Neither Lalonde nor his daughter, who was pregnant at the time, had any connections with street gangs.
The youths had ridden their bikes to his home hoping to settle a score with a gang rival who wasn't there when they arrived.
After they attacked Lalonde, one of the teens went to a home up the street and hid the bat under some stairs. Both were arrested by police about 15 minutes later.
Prosecutors argue it's a clear-cut case of murder committed by gang-involved teens bent on inflicting as much damage to Lalonde as they could.
Defence lawyers counter that evidence the teens were drinking heavily prior to attacking Lalonde and his daughter shows the Crown hasn't proven they had the necessary state of mind to commit murder.
In order to convict on the murder count, the jury must unanimously find the teens either specifically intended to kill Lalonde or meant to cause him bodily harm they knew was likely to cause his death.
Either way, jurors were told they must return a finding of guilt.

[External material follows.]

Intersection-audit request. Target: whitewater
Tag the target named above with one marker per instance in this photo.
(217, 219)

"There are going to be only two verdicts available to you … guilty of murder or guilty of manslaughter," Court of Queen's Bench Justice Rick Saull told them in his final instructions this morning.
A murder finding would have a major impact if the teens are sentenced as adults down the road, as they could face mandatory life sentences.
Jurors only decide the facts of the case and have no input on what punishment the teens may receive.
There is no mandatory minimum sentence for manslaughter.